観音様も聞こえぬと、今も今とて恨んでいた。
私の心も知らずして、ほかに男があるように、
いまのお前の一言が、私は腹が立つわいのと、
くどき立てたる貞節の、涙の色ぞ誠なり。』

と続くという。

お里ちゃん、なんて激重。たとえ火の中水の中、的な言葉なんて犯人を追う復讐犯からしか聞いたことがない。
何があっても沢市を支えて添い遂げる、と覚悟を決めるような決定的ななにかがあったのかしら…

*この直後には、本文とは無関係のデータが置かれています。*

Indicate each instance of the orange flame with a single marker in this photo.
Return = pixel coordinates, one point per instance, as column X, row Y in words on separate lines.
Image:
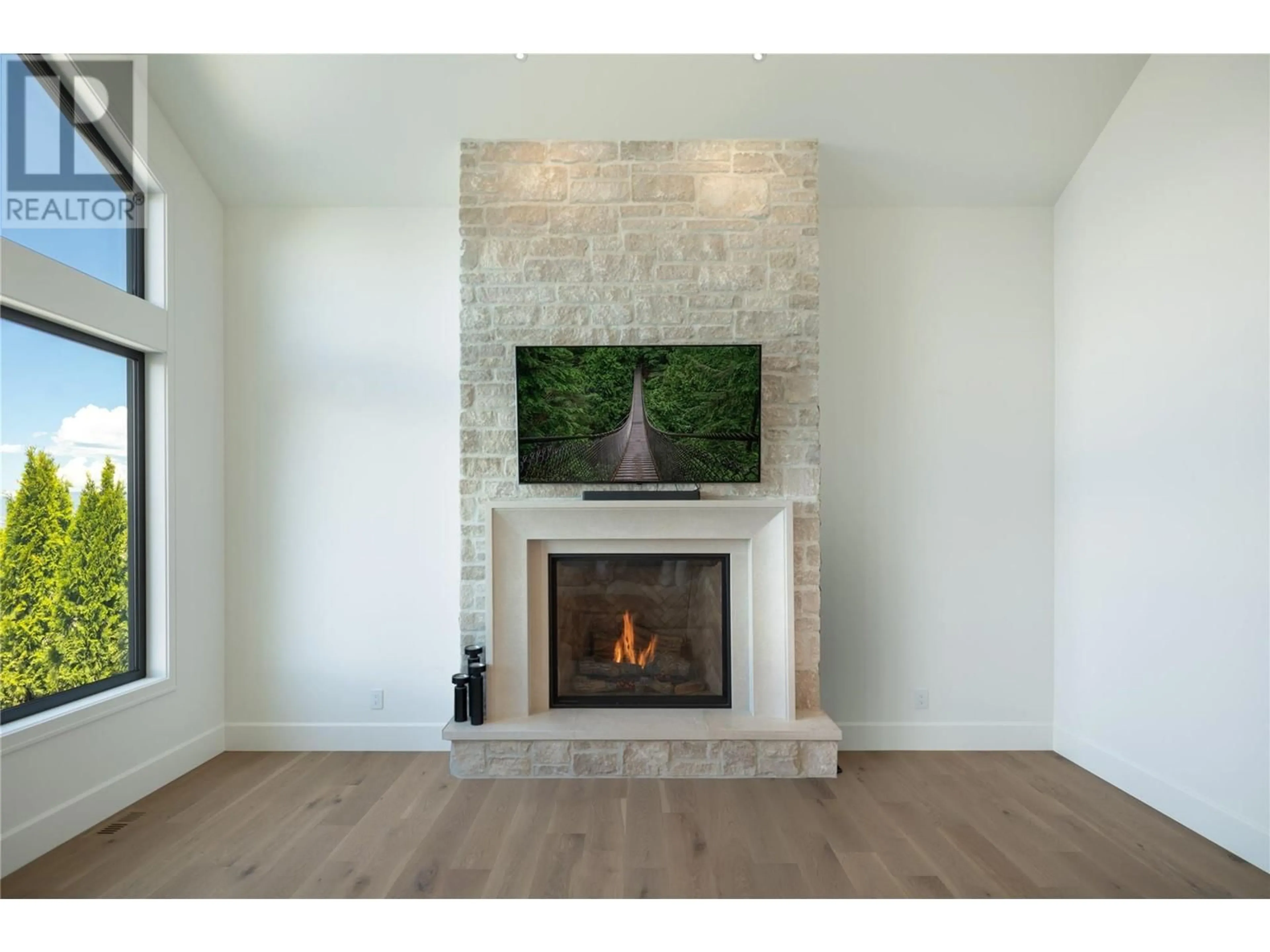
column 624, row 649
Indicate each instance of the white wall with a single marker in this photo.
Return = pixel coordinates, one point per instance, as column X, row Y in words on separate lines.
column 56, row 787
column 1163, row 639
column 342, row 469
column 937, row 420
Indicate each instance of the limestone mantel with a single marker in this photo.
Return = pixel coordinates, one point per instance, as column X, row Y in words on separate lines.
column 761, row 735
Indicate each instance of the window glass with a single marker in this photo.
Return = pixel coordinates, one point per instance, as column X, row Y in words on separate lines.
column 65, row 536
column 98, row 249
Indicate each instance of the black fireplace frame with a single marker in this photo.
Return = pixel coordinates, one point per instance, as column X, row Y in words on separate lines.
column 642, row 701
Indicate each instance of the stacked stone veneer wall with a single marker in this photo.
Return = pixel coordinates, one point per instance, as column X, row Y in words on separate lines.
column 704, row 242
column 644, row 758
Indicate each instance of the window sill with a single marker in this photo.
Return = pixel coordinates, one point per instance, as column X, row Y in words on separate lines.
column 59, row 720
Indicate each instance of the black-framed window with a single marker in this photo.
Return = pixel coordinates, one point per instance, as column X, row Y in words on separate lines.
column 73, row 575
column 42, row 130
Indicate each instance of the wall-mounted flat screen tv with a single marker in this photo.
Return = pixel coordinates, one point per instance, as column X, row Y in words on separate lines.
column 639, row 414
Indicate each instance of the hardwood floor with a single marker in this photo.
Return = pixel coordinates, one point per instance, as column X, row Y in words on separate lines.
column 385, row 824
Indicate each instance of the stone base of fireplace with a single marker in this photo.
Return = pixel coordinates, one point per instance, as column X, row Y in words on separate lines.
column 647, row 744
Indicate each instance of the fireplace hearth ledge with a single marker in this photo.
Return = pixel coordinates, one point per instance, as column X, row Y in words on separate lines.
column 647, row 744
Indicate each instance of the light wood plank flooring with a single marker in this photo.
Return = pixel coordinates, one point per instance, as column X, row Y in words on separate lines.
column 385, row 824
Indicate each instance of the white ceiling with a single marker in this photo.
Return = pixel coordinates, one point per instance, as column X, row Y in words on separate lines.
column 893, row 130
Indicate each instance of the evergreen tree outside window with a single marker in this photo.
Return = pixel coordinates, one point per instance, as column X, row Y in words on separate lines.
column 71, row 527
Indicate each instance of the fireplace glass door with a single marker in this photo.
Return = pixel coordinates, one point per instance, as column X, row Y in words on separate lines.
column 639, row 631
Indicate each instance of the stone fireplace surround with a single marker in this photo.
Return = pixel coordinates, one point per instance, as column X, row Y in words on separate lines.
column 761, row 735
column 689, row 242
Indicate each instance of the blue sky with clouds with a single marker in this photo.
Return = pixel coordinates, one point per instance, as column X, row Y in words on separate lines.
column 62, row 397
column 55, row 394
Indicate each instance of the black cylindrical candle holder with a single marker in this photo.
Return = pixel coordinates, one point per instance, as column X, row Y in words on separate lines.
column 460, row 697
column 477, row 695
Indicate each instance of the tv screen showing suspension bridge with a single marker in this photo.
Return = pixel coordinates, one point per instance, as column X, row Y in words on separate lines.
column 639, row 414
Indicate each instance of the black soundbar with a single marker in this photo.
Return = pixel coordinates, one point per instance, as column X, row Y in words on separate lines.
column 642, row 496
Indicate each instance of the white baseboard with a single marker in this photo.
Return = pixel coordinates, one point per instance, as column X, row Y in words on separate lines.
column 1193, row 812
column 58, row 824
column 957, row 735
column 336, row 737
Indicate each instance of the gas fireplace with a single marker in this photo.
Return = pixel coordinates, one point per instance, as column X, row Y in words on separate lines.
column 639, row 631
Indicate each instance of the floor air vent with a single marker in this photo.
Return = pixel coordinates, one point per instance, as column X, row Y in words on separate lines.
column 115, row 827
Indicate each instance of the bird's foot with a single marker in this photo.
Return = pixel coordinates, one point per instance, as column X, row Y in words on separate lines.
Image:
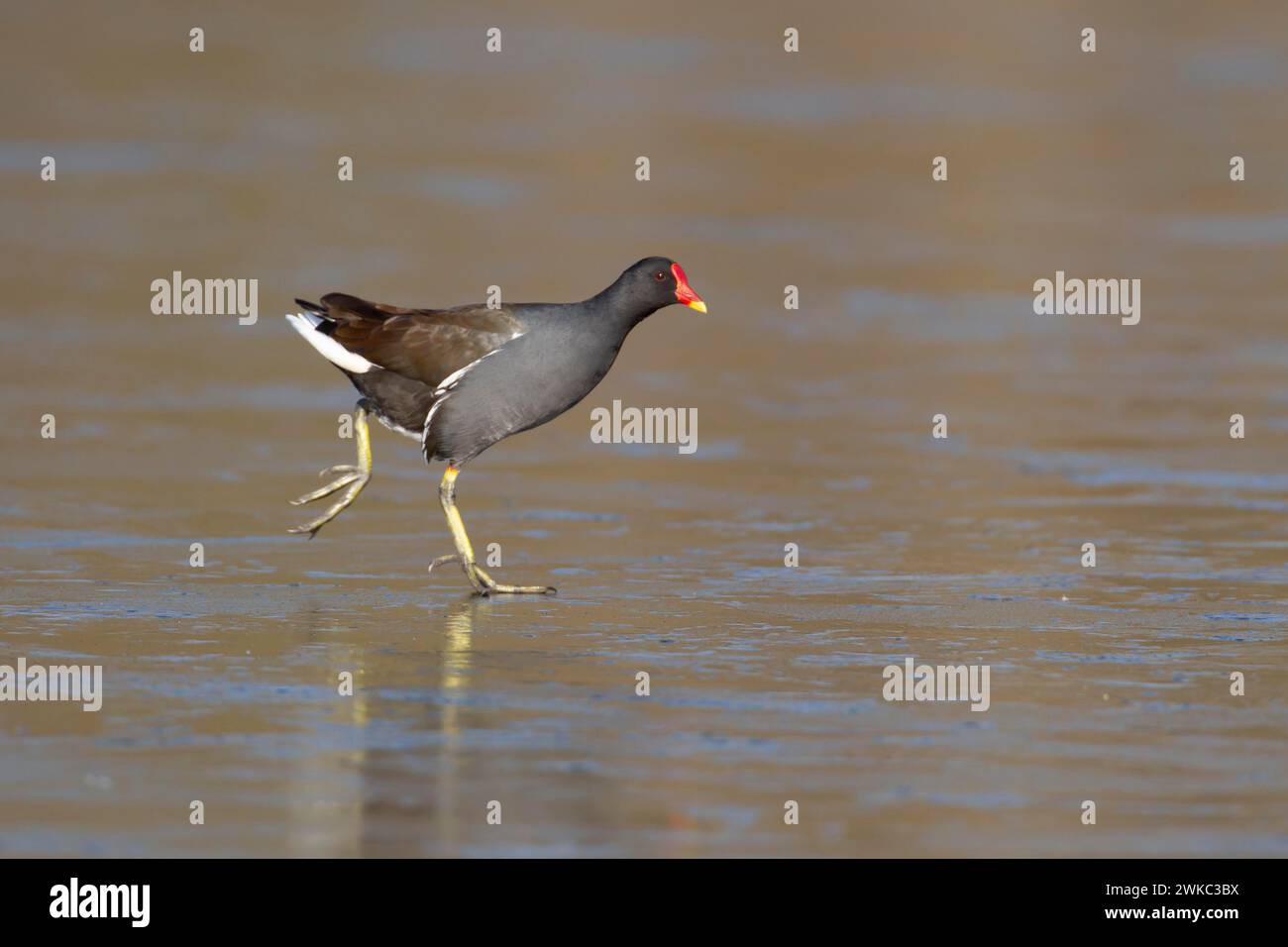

そして、よくある流れだと2人が亡くなって終わり、というパターンになっていそうなのに、お里の信心に2人を生き返らせ沢市の目や疱瘡も治してくださったという完璧なハッピーエンドが珍しいなとも思った。
そして、目が見えるようになって初めてお里を認識する沢市(あれは再び恋に落ちた男の姿だったね)、認識されたお里にきゅん…としたわ。
ここからまた新たな2人の恋が始まるんだろうなあ。2人に幸あれ。
私としてはこういうお話は大歓迎で大好き。

奈良県育ちのため、大昔に何度もお参りしたことがある高取の壷阪寺。
当時はもちろんお里や沢市の話は知らなかったので、今、お参りに行きたい。
(文楽を観るようになってからこんなことばかり…いくつになっても知ることって本当に大事)

勧進帳

あらすじと感想

平家追討にあたり、一ノ谷、屋島、壇ノ浦の戦いなどで名を上げた源義経でしたが、その功績を妬む者の讒言(ざんげん※1)により、兄であり源氏の棟梁である源頼朝から疎んじられます。追われる身となった義経は山伏に変装し、わずかな供を連れ、藤原秀衡(ふじわらのひでひら)を頼るべく奥州に向かい、対して頼朝は各地に関所を設けて山伏を厳しく取り調べることにしました。
加賀国安宅(あたか)の新関を守る富樫之介正広(とがしのすけまさひろ)では、山伏が通れば連れてくるよう番卒※2に指示をしています。そこへ、伊勢三郎(いせのさぶろう)、駿河次郎(するがのじろう)、片岡八郎(かたおかはちろう)、常陸坊海尊(ひたちぼうかいそん)、武蔵坊弁慶とともに剛力※3の姿に身をやつした義経が現れます。番卒の詮議に弁慶は本物であれば構わないだろうと答えますが聞き入れらせません。
そこへ現れた富樫は、もし勅命により全国を廻って勧進※4を募っているのなら、持っているはずであろう勧進帳※5を読み上げるよう言い、弁慶はとっさに白紙の巻物を勧進帳のように扱い、焼亡した東大寺の大仏再建のため諸国を巡って浄財を集めていると読み上げます。
それでも疑う富樫は山伏の法についての質問し詰め寄りますが、淀みなく答える弁慶にさすがに富樫も感じ入り、通行を許可し布施物を進上します。一行が関所を通り過ぎようとすると、富樫は少し遅れて歩く剛力姿の義経を呼び止め、義経に似ていると指摘します。見抜かれたと焦る一同を制し、弁慶は、歩みが遅く行程も遅れ、その上義経に間違われるとはけしからん、と金剛杖で義経を打ち、打ち殺さんばかりの弁慶に真実を見抜いた富樫は、疑いは晴れたと改めて通行を許すのでした。
関所から離れ、敢えて義経を打った機転を褒める一同に対し、敵を欺くためとはいえ主君を打った罪深さに弁慶は平伏し涙をこぼします。
するとそこへ疑いを重ねた無礼の詫びに酒を献上したいと富樫が追いかけてきます。盃を受けた弁慶は延年の舞を舞いながら義経らにそっと出立を促します。一行が再度富樫から逃れたことを確かめ、弁慶も後を追っていくのでした。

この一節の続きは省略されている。